研究課題
二倍体細胞株(HT29-MTX-E12、Detroit562)からP2X4とPiezo1を完全に欠失させた細胞株を樹立することは出来なかった。ヒトのDetroit562とHT29-MTX-E12細胞株におけるメカノストレス受容体の遺伝子発現を比較したところ、TRPV4、PANX1、P2X4、P2Y2の発現はいずれも観察されるものの、Detroit562では主にTRPV4の、HT29-MTX-E12ではP2X4の発現が優位であり、消化管の部位によりセンシング機構の違いが示唆された。そこで、一倍体細胞HAP1を用いてTRPV4とPannexin1受容体の欠損株を作製した。MALDI型質量分析法を用いたイメージング質量分析の対象分子には、リン脂質・アミノ酸・ペプチド・タンパク質・ヌクレオチド等がある。池川らは、従来、報告例の乏しかった胆汁酸をはじめとするマウス全個体レベルにおける食品の消化吸収に関わる生体側の情報と食品由来物質の消化プロセスを同時に可視化することに成功した。食物応答レポーターマウス作製を試みた。腸管上皮細胞特異的Cre発現マウスとCre依存的な蛍光タンパク質カルシウムプローブGCaMP6f発現マウス(B6-Gt(Rosa)26Sor<tm1(CAG-GCaMP6,-mCherry)Shi>)とを交配させることを試みた。まず、腸管にてカルシウムセンサーを発現させるためのCreドライバーマウスとしてVillin-Creマウス(C57BL/6N-Tg(Vil1-cre)2Utr/Rbrc)を検討したが、本マウスは全身の臓器でCreが発現し、本目的には適さないことが判明した。一方、遺伝子改変マウスを用いる手法ではマウスの交配・繁殖に多大な時間と労力を要するため、ウイルスベクターを用いる手法の検討を行った。その結果、アデノ随伴ウイルスが有用であることが判明した。
3: やや遅れている
イメージング質量分析においては、胆汁酸を指標に解析することに成功し、食物脂質の消化吸収挙動の解析を可能にした点は評価できる。一方で、CRISPR/Cas9法を用いて、一倍体細胞HAP1においては受容体欠損株を樹立できたが、ヒト腸上皮由来の二倍体細胞株では成功しておらず、再度試行する必要がある。また、一方で、食物応答レポーターマウスが作製できていない点はやや遅れている。
一倍体細胞HAP1を用いて、P2X4、PIEZO1、TRPV4、PANX1受容体の欠損株を作製できたことからCRISPR/Cas9法の操作に問題はないと考えている。
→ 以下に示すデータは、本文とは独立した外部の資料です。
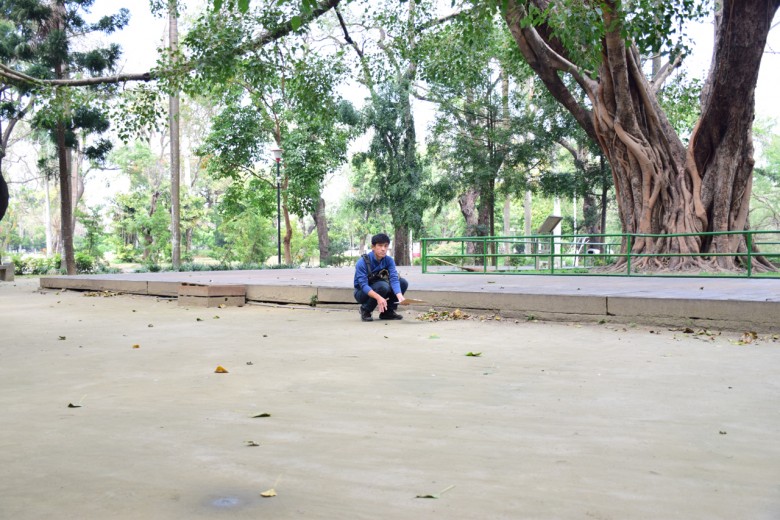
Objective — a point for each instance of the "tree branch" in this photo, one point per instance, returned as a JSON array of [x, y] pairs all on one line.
[[262, 40]]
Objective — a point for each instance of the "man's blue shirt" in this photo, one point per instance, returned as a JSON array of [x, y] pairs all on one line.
[[361, 272]]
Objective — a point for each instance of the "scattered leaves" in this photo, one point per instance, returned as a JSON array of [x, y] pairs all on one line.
[[434, 315], [437, 495], [102, 294], [747, 338]]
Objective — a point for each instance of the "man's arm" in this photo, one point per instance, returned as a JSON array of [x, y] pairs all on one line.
[[395, 284]]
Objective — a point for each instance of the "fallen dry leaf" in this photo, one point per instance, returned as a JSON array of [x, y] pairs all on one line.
[[437, 495]]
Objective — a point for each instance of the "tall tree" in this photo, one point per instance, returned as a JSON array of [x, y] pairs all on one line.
[[388, 66], [280, 96], [51, 30], [662, 186], [173, 122]]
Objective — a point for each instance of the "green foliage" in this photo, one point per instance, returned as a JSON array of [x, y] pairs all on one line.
[[30, 43], [680, 100], [31, 265]]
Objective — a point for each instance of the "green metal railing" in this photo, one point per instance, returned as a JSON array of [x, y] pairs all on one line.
[[579, 254]]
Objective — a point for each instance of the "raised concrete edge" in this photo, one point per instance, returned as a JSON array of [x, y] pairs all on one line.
[[304, 294], [763, 314], [92, 284]]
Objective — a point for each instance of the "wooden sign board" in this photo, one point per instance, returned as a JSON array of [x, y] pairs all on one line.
[[548, 225]]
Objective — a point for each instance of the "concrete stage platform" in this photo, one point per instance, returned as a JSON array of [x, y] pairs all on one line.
[[735, 304]]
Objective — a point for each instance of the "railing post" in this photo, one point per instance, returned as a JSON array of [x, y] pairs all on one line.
[[552, 254], [629, 246], [484, 255]]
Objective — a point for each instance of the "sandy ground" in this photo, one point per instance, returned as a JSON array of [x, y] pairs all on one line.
[[551, 421]]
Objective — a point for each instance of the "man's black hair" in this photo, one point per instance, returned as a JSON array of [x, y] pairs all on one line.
[[380, 238]]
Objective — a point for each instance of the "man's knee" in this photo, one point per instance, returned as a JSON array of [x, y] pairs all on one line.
[[382, 288]]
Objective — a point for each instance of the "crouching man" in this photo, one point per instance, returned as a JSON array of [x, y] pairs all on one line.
[[377, 284]]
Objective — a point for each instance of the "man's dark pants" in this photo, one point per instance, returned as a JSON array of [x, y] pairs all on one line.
[[382, 288]]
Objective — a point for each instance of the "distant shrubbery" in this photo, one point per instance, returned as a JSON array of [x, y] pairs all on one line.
[[39, 266]]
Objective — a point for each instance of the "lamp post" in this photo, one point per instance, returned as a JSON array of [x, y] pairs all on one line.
[[278, 157]]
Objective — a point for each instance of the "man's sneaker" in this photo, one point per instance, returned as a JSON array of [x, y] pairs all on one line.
[[390, 315]]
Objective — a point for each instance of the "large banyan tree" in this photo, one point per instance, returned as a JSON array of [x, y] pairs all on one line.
[[596, 48]]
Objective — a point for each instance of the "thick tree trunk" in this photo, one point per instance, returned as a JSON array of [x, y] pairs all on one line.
[[662, 188], [3, 193], [173, 118], [401, 246], [468, 208], [321, 221], [721, 147], [66, 205], [287, 240]]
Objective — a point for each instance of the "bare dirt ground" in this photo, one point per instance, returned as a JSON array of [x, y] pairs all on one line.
[[550, 421]]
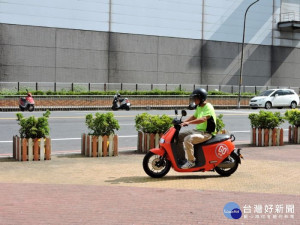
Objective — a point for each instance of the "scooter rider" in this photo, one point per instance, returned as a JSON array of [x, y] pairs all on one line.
[[205, 126]]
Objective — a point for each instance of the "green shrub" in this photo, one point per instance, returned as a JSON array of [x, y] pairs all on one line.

そこで、gRNAの設計もより最適化を目指しつつも、腸上皮細胞由来の二倍体細胞株においてCRISPR/Cas9操作を2回繰り返すことにより各受容体が欠損した細胞株の樹立を試みる。各受容体の拮抗薬共存下やsiRNA法とも組合せて、Detroit562およびHT29-MTX細胞株のずり応力負荷に伴う細胞応答をカルシウムイメージングにより測定し、メカノストレスに対する受容体の作用機序を解析する。ナノファイバー存在下での消化管内における食物脂質の消化プロセスにかかわる胆汁酸の挙動についてイメージング質量分析法を用いて解析する予定である。また、新生児マウスは、離乳まで母親由来の母乳のみにより成長する。母乳中には、栄養素をはじめ初期免疫に関わるイムノグロブリンが含まれ、新生児を対象としたイメージング質量分析法により個体の腸管免疫の成長、腸内細菌との相互作用による腸内環境の可視化が期待できる。食物応答レポーターマウスの作製においては、腸管にてカルシウムセンサーを発現させるために適したCre発現マウスを探すとともに、アデノ随伴ウイルスを用いたカルシウムセンサー発現手法を検討する。